Procédure devant la cour
Par une requête, enregistrée 23 octobre 2023, M. A..., représenté par Me Bescou, demande à la cour :
1°) d'annuler ce jugement du tribunal administratif de Lyon du 26 septembre 2023 ;
2°) d'annuler l'arrêté du 17 mars 2023 du préfet de la Loire ;
3°) d'enjoindre au préfet de la Loire, à titre principal, de lui délivrer une carte de séjour pluriannuelle portant la mention " entrepreneur / profession libérale ", à titre subsidiaire, une carte de séjour temporaire portant cette même mention ou, à défaut, de procéder au réexamen de sa situation, dans un délai d'un mois à compter de l'arrêt à intervenir, sous astreinte de 100 euros par jour de retard ;
4°) de mettre à la charge de l'Etat une somme de 1 200 euros au titre des dispositions de l'article L. 761-1 du code de justice administrative.
Il soutient que :
En ce qui concerne la décision de refus de titre de séjour :
- elle méconnaît les dispositions des articles L. 421-5 et L. 421-6 du code de l'entrée et du séjour des étrangers et du droit d'asile dès lors qu'il justifie de salaires d'un montant suffisant ; elle est entachée d'erreur de fait et d'erreur manifeste d'appréciation ;
- le tribunal ne pouvait se fonder sur l'arrêté du 4 mai 2022 dont les dispositions, postérieures à sa demande, ne lui étaient pas opposables ;
- il justifie par ailleurs d'un bénéfice imposable de 13 284 euros durant l'année 2022 soit 1 107 euros par mois en moyenne, ce qui porte ses ressources à 2 449,135 euros en moyenne ;
- elle méconnaît les stipulations de l'article 8 du code de l'entrée et du séjour des étrangers et du droit d'asile ;
En ce qui concerne la décision l'obligeant à quitter le territoire français :
- elle est illégale en raison de l'illégalité de la décision de refus de titre de séjour ;
- elle est illégale dès lors qu'il remplit les conditions posées par les articles L. 421-5 et L. 421-6 du code de l'entrée et du séjour des étrangers et du droit d'asile ;
- elle méconnaît les stipulations de l'article 8 du code de l'entrée et du séjour des étrangers et du droit d'asile ;
En ce qui concerne les décisions lui accordant un délai de départ volontaire de trente jours et fixant le pays de destination :
- elles sont illégales du fait de l'illégalité de la décision l'obligeant à quitter le territoire français.

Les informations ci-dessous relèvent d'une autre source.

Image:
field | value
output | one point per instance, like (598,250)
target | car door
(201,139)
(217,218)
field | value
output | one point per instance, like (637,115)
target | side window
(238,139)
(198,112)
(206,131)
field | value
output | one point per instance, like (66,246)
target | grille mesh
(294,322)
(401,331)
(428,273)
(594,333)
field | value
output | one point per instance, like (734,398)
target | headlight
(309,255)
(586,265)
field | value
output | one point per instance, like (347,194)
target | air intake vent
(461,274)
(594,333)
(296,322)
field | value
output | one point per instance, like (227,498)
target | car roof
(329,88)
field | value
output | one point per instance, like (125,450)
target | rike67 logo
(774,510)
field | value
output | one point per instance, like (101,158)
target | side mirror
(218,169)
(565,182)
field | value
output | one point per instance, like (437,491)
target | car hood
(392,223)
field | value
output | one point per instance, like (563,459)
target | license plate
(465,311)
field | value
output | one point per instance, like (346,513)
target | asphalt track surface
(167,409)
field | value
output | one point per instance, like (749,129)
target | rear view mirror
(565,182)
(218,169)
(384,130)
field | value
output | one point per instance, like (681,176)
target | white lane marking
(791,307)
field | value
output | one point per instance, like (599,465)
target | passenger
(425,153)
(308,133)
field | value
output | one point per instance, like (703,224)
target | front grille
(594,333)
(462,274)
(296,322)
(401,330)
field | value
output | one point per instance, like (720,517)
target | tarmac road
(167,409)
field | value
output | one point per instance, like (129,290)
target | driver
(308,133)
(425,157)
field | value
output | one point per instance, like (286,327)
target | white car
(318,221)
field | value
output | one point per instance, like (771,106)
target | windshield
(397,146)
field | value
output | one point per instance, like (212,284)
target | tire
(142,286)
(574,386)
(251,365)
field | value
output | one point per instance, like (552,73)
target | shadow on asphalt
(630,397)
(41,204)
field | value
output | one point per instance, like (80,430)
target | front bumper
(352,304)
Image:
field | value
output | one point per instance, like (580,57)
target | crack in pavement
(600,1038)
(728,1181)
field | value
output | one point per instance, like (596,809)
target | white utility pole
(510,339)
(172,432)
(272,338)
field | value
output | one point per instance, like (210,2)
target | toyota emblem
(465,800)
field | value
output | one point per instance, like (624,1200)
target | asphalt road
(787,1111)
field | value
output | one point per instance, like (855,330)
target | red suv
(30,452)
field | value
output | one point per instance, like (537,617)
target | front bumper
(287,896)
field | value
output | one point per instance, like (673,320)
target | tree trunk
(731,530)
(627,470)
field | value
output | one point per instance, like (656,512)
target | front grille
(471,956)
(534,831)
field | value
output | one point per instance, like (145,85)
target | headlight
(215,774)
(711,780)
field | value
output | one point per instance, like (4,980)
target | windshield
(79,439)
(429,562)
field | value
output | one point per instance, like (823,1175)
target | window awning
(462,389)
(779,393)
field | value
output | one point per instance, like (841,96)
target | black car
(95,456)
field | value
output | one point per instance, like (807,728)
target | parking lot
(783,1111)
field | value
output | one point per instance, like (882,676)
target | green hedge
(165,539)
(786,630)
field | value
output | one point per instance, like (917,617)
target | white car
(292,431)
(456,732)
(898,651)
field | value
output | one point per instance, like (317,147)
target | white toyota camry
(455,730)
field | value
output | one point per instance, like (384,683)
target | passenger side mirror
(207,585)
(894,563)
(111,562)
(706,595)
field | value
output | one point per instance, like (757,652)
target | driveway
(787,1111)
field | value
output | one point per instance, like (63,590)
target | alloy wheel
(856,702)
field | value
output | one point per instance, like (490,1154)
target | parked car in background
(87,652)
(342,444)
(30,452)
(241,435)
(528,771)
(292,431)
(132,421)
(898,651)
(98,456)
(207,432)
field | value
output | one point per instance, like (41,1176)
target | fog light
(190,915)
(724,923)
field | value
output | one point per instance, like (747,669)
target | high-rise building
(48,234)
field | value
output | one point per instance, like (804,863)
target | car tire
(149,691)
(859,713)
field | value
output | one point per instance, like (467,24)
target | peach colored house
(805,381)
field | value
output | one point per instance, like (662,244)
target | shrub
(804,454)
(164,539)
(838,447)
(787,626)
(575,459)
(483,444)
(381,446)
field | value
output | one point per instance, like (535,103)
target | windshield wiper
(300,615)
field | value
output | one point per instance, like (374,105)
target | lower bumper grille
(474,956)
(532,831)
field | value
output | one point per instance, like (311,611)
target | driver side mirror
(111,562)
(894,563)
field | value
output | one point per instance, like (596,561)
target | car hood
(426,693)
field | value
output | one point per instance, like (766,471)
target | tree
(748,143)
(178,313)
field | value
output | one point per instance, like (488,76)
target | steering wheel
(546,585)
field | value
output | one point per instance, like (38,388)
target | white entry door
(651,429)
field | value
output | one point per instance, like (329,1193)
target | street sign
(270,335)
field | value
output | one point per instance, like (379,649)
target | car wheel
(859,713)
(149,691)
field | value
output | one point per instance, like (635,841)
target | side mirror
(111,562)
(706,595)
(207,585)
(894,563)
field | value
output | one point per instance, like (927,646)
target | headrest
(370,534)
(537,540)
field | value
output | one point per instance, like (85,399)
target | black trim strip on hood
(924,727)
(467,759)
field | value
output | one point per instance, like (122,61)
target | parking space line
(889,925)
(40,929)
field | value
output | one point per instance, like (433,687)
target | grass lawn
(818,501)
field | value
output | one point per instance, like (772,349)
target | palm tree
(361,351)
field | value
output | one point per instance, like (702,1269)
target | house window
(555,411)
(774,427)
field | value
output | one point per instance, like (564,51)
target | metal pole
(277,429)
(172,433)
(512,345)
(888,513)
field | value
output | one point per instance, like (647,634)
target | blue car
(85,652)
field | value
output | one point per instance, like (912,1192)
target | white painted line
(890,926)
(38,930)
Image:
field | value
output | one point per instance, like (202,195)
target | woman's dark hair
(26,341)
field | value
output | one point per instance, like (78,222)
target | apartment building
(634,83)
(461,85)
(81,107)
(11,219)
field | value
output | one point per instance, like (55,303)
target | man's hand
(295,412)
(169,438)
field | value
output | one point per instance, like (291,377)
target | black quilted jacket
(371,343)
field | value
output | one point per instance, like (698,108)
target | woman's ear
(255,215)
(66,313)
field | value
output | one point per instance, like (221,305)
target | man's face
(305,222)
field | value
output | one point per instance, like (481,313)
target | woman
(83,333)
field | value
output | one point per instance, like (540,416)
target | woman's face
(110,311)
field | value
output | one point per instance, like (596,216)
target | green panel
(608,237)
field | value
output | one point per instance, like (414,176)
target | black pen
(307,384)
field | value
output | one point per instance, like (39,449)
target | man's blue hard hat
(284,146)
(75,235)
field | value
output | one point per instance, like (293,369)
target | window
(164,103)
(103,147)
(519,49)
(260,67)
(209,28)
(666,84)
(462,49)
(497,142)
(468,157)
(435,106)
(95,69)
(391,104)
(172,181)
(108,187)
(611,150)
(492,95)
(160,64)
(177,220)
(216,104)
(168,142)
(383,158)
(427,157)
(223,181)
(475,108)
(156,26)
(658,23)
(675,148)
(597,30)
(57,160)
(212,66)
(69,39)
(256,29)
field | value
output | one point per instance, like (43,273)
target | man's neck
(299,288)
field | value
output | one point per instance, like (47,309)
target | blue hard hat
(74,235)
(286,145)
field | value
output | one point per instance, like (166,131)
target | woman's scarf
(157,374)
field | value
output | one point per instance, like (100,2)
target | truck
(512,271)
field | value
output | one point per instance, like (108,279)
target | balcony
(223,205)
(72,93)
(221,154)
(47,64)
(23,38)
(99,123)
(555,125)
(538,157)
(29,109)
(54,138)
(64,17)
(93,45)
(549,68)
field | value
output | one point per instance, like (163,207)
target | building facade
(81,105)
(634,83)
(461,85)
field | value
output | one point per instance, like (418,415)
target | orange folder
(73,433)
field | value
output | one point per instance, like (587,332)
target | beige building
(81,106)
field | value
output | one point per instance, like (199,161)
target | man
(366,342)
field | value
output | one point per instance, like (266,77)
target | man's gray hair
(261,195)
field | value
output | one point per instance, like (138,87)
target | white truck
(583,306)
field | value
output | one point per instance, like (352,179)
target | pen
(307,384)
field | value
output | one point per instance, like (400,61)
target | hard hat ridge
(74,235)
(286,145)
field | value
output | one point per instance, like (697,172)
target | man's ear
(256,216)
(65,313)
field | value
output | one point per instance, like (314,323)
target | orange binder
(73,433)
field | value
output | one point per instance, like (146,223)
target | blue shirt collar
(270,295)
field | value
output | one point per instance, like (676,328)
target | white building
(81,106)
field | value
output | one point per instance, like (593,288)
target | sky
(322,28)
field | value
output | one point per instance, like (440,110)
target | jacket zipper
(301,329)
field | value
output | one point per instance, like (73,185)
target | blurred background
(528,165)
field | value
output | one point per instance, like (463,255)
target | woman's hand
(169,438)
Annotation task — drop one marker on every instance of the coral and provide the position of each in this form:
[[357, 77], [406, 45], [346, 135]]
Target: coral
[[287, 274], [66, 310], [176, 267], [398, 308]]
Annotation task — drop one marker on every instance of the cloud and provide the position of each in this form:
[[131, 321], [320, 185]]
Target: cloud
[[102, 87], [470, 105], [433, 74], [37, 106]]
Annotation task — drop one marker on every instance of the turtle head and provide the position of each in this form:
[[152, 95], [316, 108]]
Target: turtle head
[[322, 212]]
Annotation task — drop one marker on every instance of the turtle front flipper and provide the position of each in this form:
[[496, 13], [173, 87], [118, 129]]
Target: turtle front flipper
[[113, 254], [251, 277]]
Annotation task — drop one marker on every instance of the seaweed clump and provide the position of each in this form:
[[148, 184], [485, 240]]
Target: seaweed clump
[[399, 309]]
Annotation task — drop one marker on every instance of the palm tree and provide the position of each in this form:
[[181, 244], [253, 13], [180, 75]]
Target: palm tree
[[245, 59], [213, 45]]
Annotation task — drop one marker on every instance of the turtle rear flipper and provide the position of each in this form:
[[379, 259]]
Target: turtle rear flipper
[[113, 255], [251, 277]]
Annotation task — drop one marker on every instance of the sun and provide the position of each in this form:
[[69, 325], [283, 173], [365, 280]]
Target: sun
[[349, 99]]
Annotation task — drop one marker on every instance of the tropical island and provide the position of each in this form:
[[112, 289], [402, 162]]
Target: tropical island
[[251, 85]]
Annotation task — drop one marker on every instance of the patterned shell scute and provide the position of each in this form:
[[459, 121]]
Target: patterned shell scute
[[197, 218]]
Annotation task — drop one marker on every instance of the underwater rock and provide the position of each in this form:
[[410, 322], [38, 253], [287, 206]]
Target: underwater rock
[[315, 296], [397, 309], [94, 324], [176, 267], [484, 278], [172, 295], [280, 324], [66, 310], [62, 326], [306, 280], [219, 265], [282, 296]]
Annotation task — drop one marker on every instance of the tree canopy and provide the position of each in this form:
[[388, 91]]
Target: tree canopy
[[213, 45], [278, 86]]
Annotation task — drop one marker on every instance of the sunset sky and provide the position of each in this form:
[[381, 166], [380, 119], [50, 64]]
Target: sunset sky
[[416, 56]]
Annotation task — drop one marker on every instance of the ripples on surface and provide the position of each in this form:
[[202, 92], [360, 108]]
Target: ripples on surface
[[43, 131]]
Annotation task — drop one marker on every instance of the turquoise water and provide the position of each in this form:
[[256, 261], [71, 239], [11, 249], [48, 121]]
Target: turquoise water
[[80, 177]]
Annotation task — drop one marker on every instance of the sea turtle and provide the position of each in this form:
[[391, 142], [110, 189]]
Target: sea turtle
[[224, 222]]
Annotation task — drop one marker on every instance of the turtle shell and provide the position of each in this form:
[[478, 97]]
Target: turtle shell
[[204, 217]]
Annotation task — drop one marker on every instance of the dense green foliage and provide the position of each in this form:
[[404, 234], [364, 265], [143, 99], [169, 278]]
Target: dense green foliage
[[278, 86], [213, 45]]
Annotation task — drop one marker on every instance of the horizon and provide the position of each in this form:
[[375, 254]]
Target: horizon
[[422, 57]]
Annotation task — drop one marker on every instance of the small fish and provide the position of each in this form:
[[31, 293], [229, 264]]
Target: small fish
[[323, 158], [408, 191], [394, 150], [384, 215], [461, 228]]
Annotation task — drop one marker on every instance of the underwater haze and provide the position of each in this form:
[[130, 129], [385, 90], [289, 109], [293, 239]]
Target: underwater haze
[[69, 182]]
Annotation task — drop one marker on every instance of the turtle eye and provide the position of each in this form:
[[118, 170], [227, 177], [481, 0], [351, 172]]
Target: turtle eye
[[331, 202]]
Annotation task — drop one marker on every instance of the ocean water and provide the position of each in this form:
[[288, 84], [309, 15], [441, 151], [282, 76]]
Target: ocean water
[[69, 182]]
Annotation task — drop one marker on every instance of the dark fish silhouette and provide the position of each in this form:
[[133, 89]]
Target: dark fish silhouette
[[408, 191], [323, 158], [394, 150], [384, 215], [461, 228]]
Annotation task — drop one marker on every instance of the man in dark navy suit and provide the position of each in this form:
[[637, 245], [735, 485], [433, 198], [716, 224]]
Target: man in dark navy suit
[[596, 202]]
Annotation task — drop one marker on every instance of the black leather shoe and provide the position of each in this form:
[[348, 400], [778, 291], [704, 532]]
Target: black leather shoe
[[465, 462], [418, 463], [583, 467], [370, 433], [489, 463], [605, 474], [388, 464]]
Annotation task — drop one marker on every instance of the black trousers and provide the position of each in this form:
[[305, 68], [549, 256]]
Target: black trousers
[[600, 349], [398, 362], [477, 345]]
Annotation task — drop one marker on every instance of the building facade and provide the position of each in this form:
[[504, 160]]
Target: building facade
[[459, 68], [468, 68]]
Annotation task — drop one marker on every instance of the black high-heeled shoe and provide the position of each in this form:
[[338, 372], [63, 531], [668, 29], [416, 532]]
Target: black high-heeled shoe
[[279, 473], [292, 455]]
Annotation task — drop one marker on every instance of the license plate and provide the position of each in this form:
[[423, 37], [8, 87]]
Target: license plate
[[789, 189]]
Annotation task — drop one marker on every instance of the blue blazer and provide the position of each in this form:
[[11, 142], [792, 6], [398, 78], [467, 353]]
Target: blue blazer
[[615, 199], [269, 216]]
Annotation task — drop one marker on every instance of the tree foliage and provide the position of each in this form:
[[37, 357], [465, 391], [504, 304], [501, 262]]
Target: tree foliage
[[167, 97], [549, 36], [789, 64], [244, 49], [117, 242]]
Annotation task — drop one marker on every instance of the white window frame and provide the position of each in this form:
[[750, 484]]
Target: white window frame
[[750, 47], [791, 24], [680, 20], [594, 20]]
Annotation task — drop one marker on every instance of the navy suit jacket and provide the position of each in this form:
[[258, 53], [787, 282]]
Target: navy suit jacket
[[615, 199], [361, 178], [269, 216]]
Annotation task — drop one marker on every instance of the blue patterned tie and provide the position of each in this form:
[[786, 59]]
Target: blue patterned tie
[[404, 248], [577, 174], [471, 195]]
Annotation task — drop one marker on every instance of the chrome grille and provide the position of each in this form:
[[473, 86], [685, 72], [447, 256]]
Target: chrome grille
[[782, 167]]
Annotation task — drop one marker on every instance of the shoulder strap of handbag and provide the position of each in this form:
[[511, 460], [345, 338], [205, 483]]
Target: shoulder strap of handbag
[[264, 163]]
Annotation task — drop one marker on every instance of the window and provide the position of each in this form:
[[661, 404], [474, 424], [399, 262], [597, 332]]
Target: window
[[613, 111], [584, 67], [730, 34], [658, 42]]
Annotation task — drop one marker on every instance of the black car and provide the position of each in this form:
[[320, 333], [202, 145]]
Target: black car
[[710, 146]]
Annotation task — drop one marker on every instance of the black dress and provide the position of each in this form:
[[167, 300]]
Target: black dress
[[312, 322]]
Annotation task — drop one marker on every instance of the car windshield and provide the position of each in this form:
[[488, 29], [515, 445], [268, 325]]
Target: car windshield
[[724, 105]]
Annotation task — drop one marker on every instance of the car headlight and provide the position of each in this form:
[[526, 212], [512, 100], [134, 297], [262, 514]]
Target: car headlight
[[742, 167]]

Par une ordonnance du 26 septembre 2024, la clôture de l'instruction a été fixée au 9 octobre 2024.
Vu les autres pièces du dossier.
Vu :
- la convention européenne de sauvegarde des droits de l'homme et des libertés fondamentales ;
- l'accord du 17 mars 1988 entre le Gouvernement de la République française et le Gouvernement de la République de Tunisie en matière de séjour et de travail ;
- le code de l'entrée et du séjour des étrangers et du droit d'asile ;
- le code de justice administrative.
Le président de la formation de jugement a dispensé la rapporteure publique, sur sa proposition, de prononcer des conclusions à l'audience.
Les parties ayant été régulièrement averties du jour de l'audience.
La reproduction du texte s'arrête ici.